ActuSF : Parlons maintenant de Terra Incognita, votre collection chez Terre de Brume. Quelle sera sa ligne éditoriale ?
Frédéric Jaccaud : La collection va creuser le double sens issu des terra incognita. Ainsi, elle recherche les livres introduisant des univers inconnus, une définition large, à dessein. « Autre temps, autres mondes », une expression compréhensible et non définitive qui permet de ne pas surcatégoriser ou restreindre notre champ d’investigation. Par opposition, la collection extrait de l’oubli des œuvres ni réalistes (en terme de cadre spatio-temporel) ni normatives. Dans un second mouvement, il s’agit de retrouver des ouvrages qui, perdus dans des bibliothèques trop grandes ou oubliés par la mémoire collective, sont devenus eux-mêmes des terra incognita.
Comme toutes personnes consultant certainement ce site (lecteur, écrivain, critique ou éditeur), nous sommes conscients d’évoluer au sein d’une littérature qui se définit par défaut – ce mouvement pour sa sauvegarde, mais aussi, pour sa marginalisation – contre une littérature normative, souvent qualifiée de « blanche ». Dans ce sens, restituer et mettre à disposition des œuvres oubliées pour de mauvaises raisons – parce qu’œuvres mineures, de mauvais genres et subissant l’ostracisme d’une intelligentsia frileuse – est une tentative de les réinsérer dans un grand tout littéraire, tout en apportant aux amateurs des pistes sur des origines peu connues. La littérature, comme tout art ou culture, se parle à elle-même, entretient des relations complexes au travers du temps et de sa masse culturelle. D’une certaine manière, la collection tente d’étoffer cette masse.
La réédition de ces romans anciens permet de comprendre, de voir, ce que la littérature produisait à ce moment-là mais qui n’intéresse que trop peu de monde parce qu’elle ne s’intègre pas dans les canons usuels et ne porte pas encore d’étiquette. Sans reconnaissance stricte, nous espérons mettre à jour non pas un genre mais une famille, et pour continuer sur une métaphore filée, observer son arbre généalogique, les affinités, les héritages, les filiations, les incestes, etc. C’est une partie de ce travail de mémoire qui donnera la possibilité de construire une autre histoire littéraire ; car nous nous concentrerons avant tout surs des textes « littéraires » ou « excentriques », laissant de côté, pour l’instant, les récits plus populaires.

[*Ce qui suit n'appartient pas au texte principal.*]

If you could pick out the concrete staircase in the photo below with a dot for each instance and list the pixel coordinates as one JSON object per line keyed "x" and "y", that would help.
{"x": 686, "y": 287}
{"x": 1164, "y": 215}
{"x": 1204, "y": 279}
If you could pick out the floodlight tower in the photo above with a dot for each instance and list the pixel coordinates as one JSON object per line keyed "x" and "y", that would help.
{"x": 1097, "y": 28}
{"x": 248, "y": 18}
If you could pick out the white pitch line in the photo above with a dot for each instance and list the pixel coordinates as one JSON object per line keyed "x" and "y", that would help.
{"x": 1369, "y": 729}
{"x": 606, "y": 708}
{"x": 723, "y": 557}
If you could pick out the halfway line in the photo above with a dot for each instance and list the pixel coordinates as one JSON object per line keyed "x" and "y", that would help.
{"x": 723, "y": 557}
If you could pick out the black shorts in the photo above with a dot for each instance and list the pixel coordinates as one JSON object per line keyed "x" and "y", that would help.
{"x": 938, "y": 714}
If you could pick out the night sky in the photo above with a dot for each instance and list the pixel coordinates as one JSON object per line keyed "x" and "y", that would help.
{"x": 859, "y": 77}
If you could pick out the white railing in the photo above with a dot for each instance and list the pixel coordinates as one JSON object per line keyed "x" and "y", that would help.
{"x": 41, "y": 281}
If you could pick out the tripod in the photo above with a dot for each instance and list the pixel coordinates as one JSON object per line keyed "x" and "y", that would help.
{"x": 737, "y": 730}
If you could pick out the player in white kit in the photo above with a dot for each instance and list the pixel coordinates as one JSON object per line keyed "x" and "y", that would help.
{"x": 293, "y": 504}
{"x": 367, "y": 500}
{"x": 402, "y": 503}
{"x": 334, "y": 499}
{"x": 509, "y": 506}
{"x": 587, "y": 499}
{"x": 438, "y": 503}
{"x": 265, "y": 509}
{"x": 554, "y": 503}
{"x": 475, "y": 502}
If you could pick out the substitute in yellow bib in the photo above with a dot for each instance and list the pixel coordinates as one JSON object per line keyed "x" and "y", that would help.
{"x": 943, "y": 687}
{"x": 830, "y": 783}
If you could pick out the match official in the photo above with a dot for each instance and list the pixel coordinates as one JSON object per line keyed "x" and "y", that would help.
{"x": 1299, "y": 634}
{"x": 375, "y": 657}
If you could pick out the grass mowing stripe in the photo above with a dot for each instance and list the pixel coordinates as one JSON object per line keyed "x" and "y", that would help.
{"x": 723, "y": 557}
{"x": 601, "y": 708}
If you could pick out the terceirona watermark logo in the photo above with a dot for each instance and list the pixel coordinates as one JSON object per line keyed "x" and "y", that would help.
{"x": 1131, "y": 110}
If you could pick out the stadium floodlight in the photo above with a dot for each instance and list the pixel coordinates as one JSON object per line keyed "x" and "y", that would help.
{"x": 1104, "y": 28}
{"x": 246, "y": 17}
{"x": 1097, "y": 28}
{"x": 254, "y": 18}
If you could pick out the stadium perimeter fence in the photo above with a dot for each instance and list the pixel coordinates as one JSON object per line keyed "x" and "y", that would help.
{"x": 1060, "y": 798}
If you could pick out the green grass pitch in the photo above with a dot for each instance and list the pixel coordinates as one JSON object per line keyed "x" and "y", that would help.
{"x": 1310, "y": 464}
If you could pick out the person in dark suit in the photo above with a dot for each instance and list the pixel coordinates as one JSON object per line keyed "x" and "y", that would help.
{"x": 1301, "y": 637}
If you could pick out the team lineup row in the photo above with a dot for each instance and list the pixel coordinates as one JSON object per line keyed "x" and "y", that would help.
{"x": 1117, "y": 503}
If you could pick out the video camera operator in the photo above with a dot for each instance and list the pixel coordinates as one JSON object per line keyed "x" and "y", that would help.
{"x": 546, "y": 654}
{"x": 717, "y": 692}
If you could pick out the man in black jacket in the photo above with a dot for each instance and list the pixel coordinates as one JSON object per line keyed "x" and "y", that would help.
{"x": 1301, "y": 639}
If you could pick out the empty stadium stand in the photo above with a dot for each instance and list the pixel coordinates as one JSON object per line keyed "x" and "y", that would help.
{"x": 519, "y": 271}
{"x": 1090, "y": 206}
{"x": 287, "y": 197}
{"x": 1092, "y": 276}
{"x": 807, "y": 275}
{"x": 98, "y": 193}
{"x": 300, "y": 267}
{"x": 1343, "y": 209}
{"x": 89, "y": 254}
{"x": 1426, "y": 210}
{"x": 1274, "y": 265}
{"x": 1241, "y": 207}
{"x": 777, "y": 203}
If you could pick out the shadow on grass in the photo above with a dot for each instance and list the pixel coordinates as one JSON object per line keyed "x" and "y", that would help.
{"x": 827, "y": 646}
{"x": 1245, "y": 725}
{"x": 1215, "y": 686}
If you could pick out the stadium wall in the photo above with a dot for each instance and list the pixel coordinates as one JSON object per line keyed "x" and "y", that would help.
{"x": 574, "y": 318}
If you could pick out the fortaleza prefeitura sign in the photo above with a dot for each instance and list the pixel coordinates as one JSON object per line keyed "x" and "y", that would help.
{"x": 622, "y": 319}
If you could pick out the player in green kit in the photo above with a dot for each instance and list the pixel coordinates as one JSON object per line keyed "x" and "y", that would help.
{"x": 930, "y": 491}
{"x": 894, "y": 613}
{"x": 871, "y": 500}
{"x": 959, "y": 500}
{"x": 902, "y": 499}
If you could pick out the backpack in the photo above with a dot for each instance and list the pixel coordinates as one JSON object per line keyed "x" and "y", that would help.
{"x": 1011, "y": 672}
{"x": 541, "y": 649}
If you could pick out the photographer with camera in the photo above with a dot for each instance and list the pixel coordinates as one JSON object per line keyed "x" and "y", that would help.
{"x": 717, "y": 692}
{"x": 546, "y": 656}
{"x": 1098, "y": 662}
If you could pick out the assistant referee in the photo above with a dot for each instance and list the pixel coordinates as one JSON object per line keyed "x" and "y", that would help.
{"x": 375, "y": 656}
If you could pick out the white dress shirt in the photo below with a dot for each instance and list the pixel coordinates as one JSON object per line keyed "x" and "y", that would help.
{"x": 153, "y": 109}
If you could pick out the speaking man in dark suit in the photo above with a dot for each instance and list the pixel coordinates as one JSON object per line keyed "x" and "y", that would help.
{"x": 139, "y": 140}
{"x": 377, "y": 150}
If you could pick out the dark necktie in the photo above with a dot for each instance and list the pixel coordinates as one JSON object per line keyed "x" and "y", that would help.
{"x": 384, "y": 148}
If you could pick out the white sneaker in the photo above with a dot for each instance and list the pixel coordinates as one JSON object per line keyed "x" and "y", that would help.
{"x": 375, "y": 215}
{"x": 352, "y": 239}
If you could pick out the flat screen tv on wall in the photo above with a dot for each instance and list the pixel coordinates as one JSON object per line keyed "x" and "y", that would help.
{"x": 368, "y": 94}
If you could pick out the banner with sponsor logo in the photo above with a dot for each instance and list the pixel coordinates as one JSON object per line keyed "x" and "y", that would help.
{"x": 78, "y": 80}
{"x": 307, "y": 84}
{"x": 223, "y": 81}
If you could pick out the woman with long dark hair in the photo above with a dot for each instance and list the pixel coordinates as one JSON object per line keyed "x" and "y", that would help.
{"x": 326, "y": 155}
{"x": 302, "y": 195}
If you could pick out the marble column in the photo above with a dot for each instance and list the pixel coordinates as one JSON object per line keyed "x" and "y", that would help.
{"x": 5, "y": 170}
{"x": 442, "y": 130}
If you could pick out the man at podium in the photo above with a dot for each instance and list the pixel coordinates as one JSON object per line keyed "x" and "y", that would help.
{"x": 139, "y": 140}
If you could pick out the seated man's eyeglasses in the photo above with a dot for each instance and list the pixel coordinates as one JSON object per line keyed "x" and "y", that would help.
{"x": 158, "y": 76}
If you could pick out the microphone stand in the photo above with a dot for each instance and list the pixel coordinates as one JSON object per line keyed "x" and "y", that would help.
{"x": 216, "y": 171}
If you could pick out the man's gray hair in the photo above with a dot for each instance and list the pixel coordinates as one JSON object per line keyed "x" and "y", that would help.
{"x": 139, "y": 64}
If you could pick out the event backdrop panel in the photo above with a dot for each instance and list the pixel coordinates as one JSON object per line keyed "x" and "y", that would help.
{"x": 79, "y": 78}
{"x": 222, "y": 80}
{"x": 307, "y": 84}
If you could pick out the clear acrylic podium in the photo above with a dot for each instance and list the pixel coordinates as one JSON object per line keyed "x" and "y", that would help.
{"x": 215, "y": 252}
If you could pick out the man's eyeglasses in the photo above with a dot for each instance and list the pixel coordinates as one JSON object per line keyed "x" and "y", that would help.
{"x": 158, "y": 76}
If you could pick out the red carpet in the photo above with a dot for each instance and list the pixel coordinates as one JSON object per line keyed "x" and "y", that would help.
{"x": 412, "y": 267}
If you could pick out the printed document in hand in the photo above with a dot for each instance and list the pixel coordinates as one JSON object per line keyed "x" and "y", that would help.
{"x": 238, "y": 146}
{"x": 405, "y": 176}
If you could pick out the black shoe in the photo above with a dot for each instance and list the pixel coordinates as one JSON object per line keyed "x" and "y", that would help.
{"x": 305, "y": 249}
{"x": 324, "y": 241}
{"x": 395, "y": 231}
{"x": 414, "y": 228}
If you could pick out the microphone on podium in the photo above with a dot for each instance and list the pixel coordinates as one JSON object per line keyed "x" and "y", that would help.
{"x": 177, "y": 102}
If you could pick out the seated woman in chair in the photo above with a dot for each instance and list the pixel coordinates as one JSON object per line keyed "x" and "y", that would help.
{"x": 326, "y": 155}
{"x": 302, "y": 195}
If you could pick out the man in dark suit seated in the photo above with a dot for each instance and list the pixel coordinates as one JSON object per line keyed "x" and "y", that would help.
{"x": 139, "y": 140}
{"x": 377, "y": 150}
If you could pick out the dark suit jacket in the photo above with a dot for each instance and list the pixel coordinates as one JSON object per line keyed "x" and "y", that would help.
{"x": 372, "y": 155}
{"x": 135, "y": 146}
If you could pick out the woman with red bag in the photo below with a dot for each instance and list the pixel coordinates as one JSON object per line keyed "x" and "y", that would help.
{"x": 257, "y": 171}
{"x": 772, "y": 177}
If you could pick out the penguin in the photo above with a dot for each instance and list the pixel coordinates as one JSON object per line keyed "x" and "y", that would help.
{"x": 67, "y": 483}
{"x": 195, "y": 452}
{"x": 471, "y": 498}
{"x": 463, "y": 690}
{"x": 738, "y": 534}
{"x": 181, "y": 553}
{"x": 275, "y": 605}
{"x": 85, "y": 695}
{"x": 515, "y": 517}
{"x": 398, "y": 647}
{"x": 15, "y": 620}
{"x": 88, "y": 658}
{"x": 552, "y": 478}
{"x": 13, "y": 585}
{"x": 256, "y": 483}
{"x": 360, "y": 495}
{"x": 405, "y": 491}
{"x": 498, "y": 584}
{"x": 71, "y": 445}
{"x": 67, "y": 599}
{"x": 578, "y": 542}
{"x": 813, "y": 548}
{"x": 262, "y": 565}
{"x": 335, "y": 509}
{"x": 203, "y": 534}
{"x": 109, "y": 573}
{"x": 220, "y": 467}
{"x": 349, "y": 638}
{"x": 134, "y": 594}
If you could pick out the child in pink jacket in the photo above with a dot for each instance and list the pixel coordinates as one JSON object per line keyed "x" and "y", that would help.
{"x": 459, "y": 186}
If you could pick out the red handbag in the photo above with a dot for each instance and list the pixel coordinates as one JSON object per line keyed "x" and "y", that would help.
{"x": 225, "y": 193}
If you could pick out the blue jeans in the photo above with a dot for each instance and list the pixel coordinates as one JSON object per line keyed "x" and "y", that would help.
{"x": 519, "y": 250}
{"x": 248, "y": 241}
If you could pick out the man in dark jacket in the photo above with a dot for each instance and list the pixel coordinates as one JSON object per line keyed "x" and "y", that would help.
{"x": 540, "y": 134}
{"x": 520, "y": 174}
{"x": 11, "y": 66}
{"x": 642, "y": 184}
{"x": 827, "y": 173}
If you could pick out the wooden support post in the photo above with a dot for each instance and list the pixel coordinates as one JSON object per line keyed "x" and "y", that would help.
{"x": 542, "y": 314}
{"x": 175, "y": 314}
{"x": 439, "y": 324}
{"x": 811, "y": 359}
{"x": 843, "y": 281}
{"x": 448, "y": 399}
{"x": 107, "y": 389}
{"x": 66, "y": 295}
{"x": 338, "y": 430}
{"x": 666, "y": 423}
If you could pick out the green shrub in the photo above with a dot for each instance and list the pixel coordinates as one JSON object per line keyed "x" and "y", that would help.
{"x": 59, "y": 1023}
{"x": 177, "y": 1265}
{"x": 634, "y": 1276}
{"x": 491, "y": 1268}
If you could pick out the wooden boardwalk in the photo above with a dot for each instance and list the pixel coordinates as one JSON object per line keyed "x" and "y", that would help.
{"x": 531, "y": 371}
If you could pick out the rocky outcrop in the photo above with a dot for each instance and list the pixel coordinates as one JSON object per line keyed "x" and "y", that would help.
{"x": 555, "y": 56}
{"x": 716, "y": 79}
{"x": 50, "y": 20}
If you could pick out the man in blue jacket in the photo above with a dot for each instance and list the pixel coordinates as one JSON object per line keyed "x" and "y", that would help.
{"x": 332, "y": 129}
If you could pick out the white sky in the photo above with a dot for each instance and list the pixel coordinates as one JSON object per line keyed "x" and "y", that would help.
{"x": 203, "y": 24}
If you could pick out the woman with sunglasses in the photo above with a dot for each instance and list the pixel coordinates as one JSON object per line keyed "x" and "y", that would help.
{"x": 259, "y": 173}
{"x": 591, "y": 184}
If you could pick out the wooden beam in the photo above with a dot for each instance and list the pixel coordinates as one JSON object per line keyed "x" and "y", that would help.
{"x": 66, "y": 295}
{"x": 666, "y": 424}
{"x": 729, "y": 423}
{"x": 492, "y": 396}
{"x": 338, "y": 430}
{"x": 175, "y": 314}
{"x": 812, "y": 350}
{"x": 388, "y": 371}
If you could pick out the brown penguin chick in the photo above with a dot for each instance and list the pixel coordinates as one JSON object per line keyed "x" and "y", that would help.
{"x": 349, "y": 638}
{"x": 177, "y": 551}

ActuSF : Comment est née l’idée de cette collection ?
Frédéric Jaccaud : Cette idée vient d’un désir – cette fascination générée par des livres perdus ou inaccessibles dont on se doute de l’existence. Sébastien y songeait, je crois, depuis longtemps. Cela participe de son mouvement naturel à rechercher et mettre à disposition des textes « classiques » qui ne sont plus accessibles. Ce projet, il l’avait débuté avec « Poussière d’étoile » chez Terre de Brume. Ensuite, Sébastien s’est tout naturellement, ai-je envie de dire, plongé dans les racines de la littérature francophone. Comme il avait lu mes chroniques dans Bifrost, il m’a contacté pour me faire part de son projet. Nous avons mis en commun nos lectures, nos envies et optiques. Très vite, nous nous sommes mis à travailler ensemble. Pourtant, la collection ne semblait guère réalisable. Puis, la sortie de la très belle compilation de S. Lehman, Chasseurs de chimères, nous a motivé à poursuivre.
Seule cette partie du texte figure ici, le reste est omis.